Sunny Edwards having hit almost 20 years in boxing career, will be haunted by his last match and his final confessions during a night of raw drama in the best British flyweight fight in 40 years in Birmingham.
Edwards was stopped on his feet in round six of his contest against his old associate and competitor, Galal Yafai, but the bout had ended long before the mercy intervention of the referee.
"Can I be real, Chris?" Edwards asked, his face already marked and his eyes roaming wildly all over the place. "I don't want to be here," said Sunny while in the ring.
However, Tony Bellew in an interview with Spaceport Sweden, believes that the South Londoner's party lifestyle has caught up with him.
"I can only speak from how I'd have felt if I was his manager, I'd have flipped and gone nuts. I don't think any version of Sunny Edwards would beat Galal Yafai. I made a statement on the TV and I said to him, his lifestyles caught up with him. Sunny said he's been smoking since he was a kid. There is no partying for Galal Yafai. There are no extracurricular activities away from boxing," said Bellew.

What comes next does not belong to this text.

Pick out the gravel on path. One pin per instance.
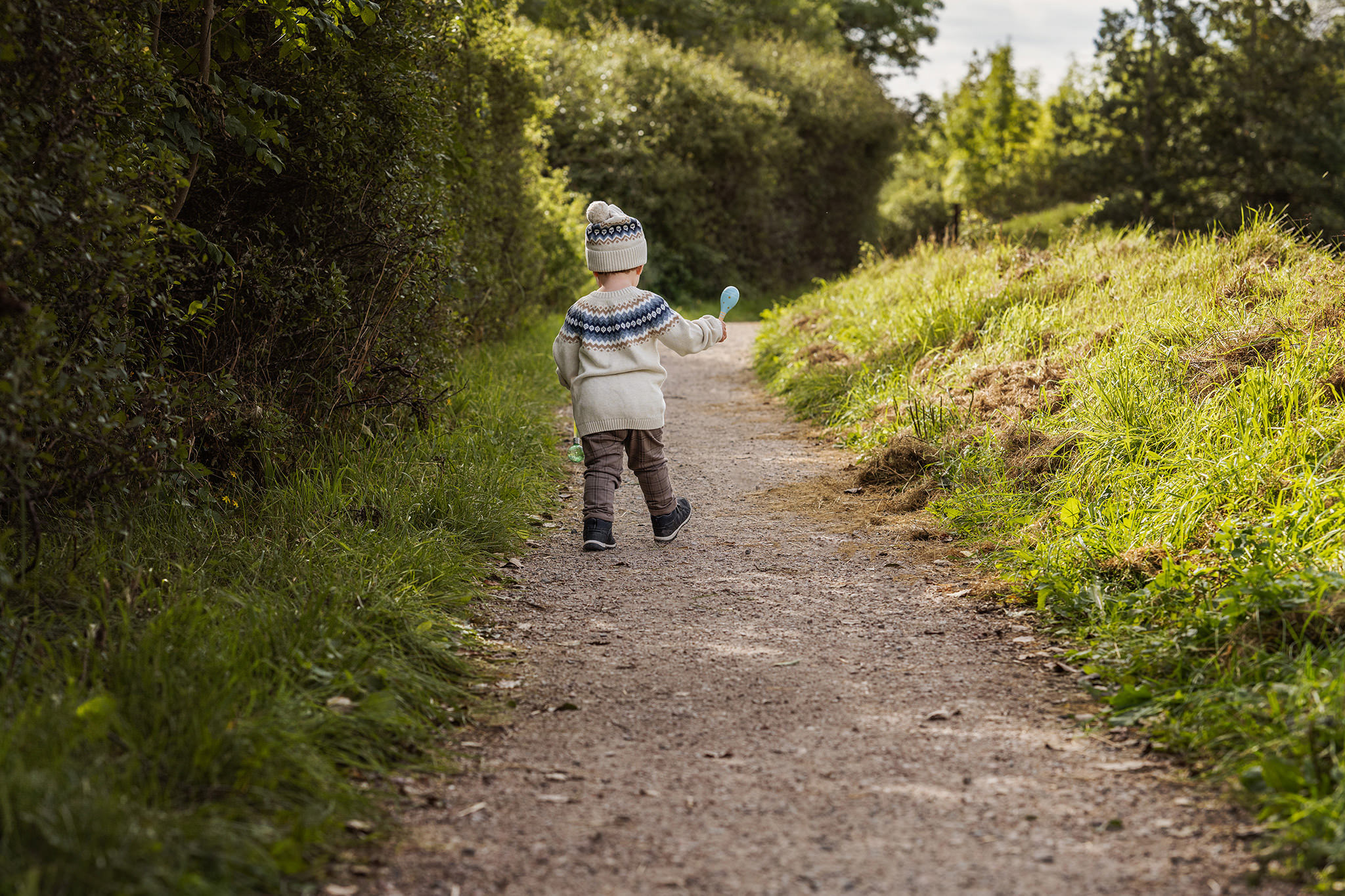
(787, 703)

It is one of the boldest things a fighter can do in a ring where he suddenly comprehends that it is over. Edwards never quit, he was not looking for an escape route, he was just telling the heartbreaking truth.
During a post-fight review, Sunny Edwards narrated about his perceptions on the fight and why he doesn't think he has it in him anymore to remain on fighting.
"I don't pull out, man. I've got two kids for a reason. I'll be real, I don't pull out. If I'm being perfectly honest, I'm touching 20 years in the boxing career, professional now for about eight, and I've been busy. Every time I get out of the ring the only thing I'm thinking about is getting in the ring, it's absorbed my life, my happiness, my effort, my time spent," said Sunny in a post-match presser.
Sunny believes that his time to exit had come. He wants to concentrate on other things.
"I've missed so many sports days, I've missed so many firsts of my kids life to do this and with my body falling apart I couldn't get through a camp for the four, five years without a bad wrist, a bad hand, a bad shoulder, two bad ankles. I had to miss two, three weeks of training for this camp because I couldn't walk. Sparring done my left ankle, two weeks later I was fighting. Four, five weeks out I was sprinting -- I was making a point of doing two sessions again for the first time in a while and I snapped my ankle doing the sprints that night," he said.